When you are defining a new experiment, this function is what you will need to define. If it is a simple experiment predicting a feature for a subset of part of speech types, you can simply construct the function with the create_word_by_word_parser([POS_1, POS_2, ... POS_n], "<Feature>").

load_word_in_sentence_data(dataset_name, TokenMerger, features_extractor, verbose=False) - this function creates a dataset for contextualized experiments from a local file, accepting the file name, TokenMerger, and a features_extractor function. The dataset has three columns "text" - a sentence, "word_ind" - list of lists of word indices for every observation extracted from this sentence and "target" - list of target variables for those observations. The observation are grouped by the sentence so that the experiments can every sentence through the language model only one time.

load_separate_word_data(dataset_name, TokenMerger, features_extractor, verbose=False) - this function creates a dataset for non-contextualized experiments from a local file, accepting the file name, TokenMerger and a features_extractor function The dataset has two columns: "word" and "target", each row is a single observation (maybe consisting of several words). There is no need to group observations by sentence in this case.

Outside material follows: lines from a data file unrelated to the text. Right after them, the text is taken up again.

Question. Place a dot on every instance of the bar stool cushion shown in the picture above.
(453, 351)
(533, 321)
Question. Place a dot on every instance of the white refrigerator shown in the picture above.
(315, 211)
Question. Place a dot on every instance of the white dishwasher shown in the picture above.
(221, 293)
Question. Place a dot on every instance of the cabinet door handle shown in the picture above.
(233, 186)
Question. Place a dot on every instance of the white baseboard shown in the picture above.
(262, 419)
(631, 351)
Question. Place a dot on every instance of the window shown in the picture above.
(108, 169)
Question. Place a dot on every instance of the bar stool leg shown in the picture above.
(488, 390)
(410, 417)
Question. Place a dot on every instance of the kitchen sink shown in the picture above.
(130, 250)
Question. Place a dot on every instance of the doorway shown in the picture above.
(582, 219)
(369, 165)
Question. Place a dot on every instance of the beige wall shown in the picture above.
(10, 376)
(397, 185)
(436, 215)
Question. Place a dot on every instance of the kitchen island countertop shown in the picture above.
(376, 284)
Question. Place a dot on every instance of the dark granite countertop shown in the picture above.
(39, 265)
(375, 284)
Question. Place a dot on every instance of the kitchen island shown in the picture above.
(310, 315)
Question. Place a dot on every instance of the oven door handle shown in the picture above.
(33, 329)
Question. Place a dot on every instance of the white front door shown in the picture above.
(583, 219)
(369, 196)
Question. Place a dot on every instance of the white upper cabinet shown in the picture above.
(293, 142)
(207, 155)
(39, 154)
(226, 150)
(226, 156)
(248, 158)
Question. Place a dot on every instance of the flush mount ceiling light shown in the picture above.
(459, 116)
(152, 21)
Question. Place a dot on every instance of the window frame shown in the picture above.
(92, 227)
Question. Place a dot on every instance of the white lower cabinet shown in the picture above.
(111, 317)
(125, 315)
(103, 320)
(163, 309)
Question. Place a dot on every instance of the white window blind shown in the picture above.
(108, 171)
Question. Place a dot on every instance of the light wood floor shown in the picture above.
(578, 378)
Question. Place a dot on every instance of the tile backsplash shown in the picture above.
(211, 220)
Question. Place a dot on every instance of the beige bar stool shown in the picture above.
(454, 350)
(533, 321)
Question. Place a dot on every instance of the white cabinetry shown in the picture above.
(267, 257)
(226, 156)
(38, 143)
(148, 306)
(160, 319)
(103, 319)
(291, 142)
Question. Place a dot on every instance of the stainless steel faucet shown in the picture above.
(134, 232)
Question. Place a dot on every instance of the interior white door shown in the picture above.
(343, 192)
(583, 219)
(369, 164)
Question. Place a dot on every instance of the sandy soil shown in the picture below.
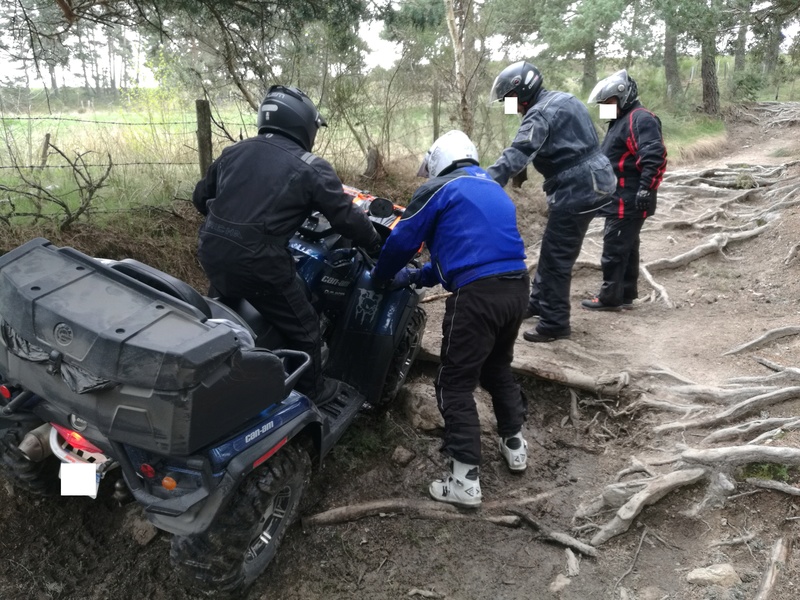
(70, 548)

You may wonder why we need a TokenMerger for non-contextualized experiments. This is so that the experiments of different types are comparable, that is, they work with exactly the same data. The join_parsings function will fail on the same sentences as everything is determinate.

rerun_logregs(data, targets, runs, threads) is a function that reruns the logistic regressions the amount of times determined in the runs argument, using several threads. It returns the scores and iterations to convergence grouped by the layer.

word_in_sentence_experiment(layers, TokenMerger, data_extractor, verbose=False, runs=1, threads=1) is a function that runs the contextualized experiment, using all the functions above and returns the result of rerun_logregs.

separate_word_experiment(layers, TokenMerger, data_extractor, verbose=False, runs=1, threads=1) is a function that runs the non-contextualized experiment, the rest is the same as above.

show_results(quals, iternums, title) is a helper function that visualizes the results of experiments in two boxplots.